Tuesday, 26 October 2010

Web 1.0 The Problem of Information Retrieval

The problem of Information Retrieval

“Users needs must be the driver for the concepts, principles and development of new technology employed” (Morveille and Rosenfield 2007). This implies users and their behavior have driven the plethora of ways in which digital information is created, represented and retrieved from the Web. The various representations include marked up documents using markup languages HTML (see a simple example at http://www.student.city.ac.uk/~abjb823/DITA02/Index.html) JPEG images, PDF files, and even on-line databases, all referred to as 'content'. Accessing content retrieving information should be a quick and painless exercise.

"The essential problem in information representation and retrieval (according to Chu 2003), remains how to obtain the right information for the right user at the right time, despite the existence of other variables (e.g. user characteristics database coverage)" and further the economic implications for information retrieval. In the context of a company employee, "What does it cost if every employee in your company spends an extra five minutes per day struggling to find answers on your intranet? (Morveille and Rosenfield 2007)
Focusing on two distinct ways users have ways to 'find answers', namely through retrieving information stored as data in relational databases (referred to as the 'relational model' Chu 2003) and information retrieved from web pages stored on the World Wide Web (Discussed further in my post: http://chrisbrookditablog.blogspot.com/2010/10/dita-session-2-internet-and-world-wide.html ), we can critically evaluate the two technologies and how the user can 'obtain the right information at the right time' (Chu 2003)

The Relational Model

In the relational data model, types of things, things relevant in the real world are referred to as 'entities' and are structured into two-dimensional tables, (e.g. students at City university would be an entity, one student per row, name address etc stored in columns, or post-graduate schemes another entity). Each record is then indexed, using an arbitrary unique numerical 'key'.
The importance of indexing comes from the fact that records need to be identified as unique. The term primary key, refers to the unique identifier for a given record in a selected table. This then allows tables of "related" information to be linked, and records to be retrieved from more than one table to suit the needs of the user. (e.g. students and post-graduate course are related entities, a one to one relationship) The relational Database and relational data model provides a much more robust way to store and retrieve data than that stored on the web in other formats. (Chu 2003)
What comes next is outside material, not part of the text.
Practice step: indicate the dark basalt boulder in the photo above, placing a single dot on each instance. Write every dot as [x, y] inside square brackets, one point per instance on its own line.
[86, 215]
"Traditional Database Management Systems consist of two parts: sequential files and inverted files. The sequential file is the database source, containing information organised into records in the field-record-database structure. Called the sequential file because records are ordered in the sequence they take when they were entered into the database. The inverted file (or index file) provides access to the sequential file, according to given search queries. Called the inverted file, because the order in which the information is presented (i.e. access point first, locator's second) is the reverse of that in the sequential files (i.e locator's first, access point second.)" (Chu 2003)

Creating, updating and retrieving data held in relational database management system is done through queries most commonly SQL or Structured Query Language. "SQL was one of the first languages for Edgar F. Codd's relational model in his influential 1970 paper, "A Relational Model of Data for Large Shared Data Banks"and became the most widely used language for relational databases." (http://en.wikipedia.org/wiki/SQL Accessed 17-10-2010)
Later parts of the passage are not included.